POV CALEB
A escuridão sempre foi minha aliada. Nela, eu caçava, matava e sobrevivia. Mas agora, ela parecia diferente. Densa. Sufocante. Como se tentasse me arrastar para um vazio do qual eu não poderia escapar.
Então, algo cortou a escuridão.
Um cheiro. Doce, quente. Nada como o sangue ou a terra molhada que eu estava acostumado. Era reconfortante, mas, ao mesmo tempo, errado. Um erro que me fazia querer me afundar nele.
Meu corpo protestou ao mínimo movimento, a dor queimando por cada fibra dos meus músculos. Mas o cheiro persistia, se infiltrando em minha mente, me puxando para longe da inconsciência.
Meus olhos se abriram.
A visão ainda estava turva, mas clara o suficiente para perceber que eu não estava mais na floresta.
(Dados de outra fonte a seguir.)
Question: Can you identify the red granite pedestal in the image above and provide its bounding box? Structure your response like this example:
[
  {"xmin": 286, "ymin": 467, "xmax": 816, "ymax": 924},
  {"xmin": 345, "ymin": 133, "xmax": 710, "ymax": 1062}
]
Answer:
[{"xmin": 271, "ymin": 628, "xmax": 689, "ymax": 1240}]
O calor envolvia meu corpo, uma luz branda tremulava nas sombras. Pisquei algumas vezes, tentando me situar.
E então, eu a vi.
Os olhos verdes.
Os mesmos que me fitaram antes da escuridão me consumir. Agora, estavam ali de novo. Observando. Medindo. Seu olhar era intenso, cheio de algo que eu não sabia nomear.
Por que ela ainda estava aqui?
Minha mente começou a encaixar os fragmentos de lembranças. Neve. Sangue. Uma voz sussurrando promessas de que eu estaria seguro.
O toque de mãos humanas. O toque dela.
Meus instintos gritaram para que eu reagisse, que me movesse, que tomasse controle da situação. Mas eu apenas permaneci ali, a observando.
Ela se movia pelo cômodo com uma calma absurda. Como se eu não fosse uma fera ferida capaz de matá-la em segundos.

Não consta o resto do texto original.